Die Parksituation im Saggen ist seit Langem schwierig, doch durch zahlreiche Baustellen hat sich das Problem weiter verschärft. Der Ärger in der Bevölkerung ist mittlerweile so deutlich spürbar, dass er auch von der Stadtregierung nicht länger überhört werden kann.

Erst kürzlich wurde im Stadtsenat unser Antrag zur Prüfung zusätzlicher Anwohner:innenparkzonen im Saggen behandelt – insbesondere im Umfeld des Sanatoriums Kettenbrücke sowie der Sennstraße. Das Gremium einigte sich darauf, die Situation nach Abschluss der Bauarbeiten erneut zu evaluieren. Wir sehen dieser Prüfung mit Zuversicht entgegen.

Gleichzeitig formiert sich im Bereich der Schillerstraße eine Bürgerinitiative, die sich für den Erhalt der bestehenden Verkehrsführung und der dortigen Parkplätze stark macht. Hintergrund ist ein Vorschlag zur dauerhaften Sperrung eines Straßenabschnitts, der mindestens sechs Parkplätze kosten würde. Die Initiative warnt zudem vor einer möglichen Ausweitung der Sperrzone rund um den gesamten Schillerpark – mit potenziellen Auswirkungen auf die Mozartstraße, Schubertstraße und Goethestraße, wo weitere Parkplätze verloren gehen könnten.
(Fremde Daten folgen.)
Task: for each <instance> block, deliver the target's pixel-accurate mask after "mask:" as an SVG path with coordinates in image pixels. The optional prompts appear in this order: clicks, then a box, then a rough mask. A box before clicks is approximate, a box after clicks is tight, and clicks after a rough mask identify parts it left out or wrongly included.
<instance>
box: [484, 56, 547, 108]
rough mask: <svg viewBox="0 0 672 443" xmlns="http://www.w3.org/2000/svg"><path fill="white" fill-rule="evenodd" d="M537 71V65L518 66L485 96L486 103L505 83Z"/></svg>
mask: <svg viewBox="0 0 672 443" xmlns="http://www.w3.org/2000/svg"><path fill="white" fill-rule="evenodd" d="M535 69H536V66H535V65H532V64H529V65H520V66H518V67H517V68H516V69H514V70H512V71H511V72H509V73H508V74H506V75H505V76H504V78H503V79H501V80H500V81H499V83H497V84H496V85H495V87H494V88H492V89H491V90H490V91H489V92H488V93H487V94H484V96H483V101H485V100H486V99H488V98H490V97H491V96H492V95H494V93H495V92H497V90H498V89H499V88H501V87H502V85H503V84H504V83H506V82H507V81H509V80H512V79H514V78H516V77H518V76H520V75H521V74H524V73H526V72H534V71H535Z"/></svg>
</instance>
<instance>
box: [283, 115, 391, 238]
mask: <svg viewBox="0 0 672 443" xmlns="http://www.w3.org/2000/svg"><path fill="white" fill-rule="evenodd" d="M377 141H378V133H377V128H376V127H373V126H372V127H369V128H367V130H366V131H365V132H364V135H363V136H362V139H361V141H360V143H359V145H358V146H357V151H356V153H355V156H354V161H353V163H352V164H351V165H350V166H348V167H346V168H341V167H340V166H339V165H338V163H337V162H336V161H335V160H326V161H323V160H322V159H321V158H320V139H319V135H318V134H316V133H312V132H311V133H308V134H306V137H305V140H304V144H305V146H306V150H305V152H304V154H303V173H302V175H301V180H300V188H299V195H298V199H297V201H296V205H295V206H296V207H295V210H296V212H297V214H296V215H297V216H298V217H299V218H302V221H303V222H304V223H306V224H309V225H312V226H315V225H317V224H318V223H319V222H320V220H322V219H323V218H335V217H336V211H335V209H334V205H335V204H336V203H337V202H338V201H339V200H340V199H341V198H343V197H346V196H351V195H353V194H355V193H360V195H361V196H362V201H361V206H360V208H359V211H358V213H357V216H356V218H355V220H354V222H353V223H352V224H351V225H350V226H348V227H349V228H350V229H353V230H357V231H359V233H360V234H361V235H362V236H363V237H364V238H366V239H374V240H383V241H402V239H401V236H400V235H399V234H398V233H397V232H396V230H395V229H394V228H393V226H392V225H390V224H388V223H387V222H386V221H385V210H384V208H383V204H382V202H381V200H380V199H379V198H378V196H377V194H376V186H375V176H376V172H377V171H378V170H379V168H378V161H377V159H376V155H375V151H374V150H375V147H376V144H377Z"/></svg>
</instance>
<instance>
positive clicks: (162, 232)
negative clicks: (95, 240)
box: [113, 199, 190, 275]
„Die Anliegen der Bürger:innen mögen von außen betrachtet manchmal klein erscheinen – doch wer regelmäßig keinen Parkplatz findet, erlebt eine spürbare Einschränkung im Alltag. Besonders für jene, die beruflich auf ihr Auto angewiesen sind, ist das ein ernstes Problem. Wir werden auch weiterhin dort unsere Stimme erheben, wo es notwendig ist, um konkrete Verbesserungen zu erreichen“, so Das Neue Innsbruck-Klubobfrau Dr.in Birgit Winkel.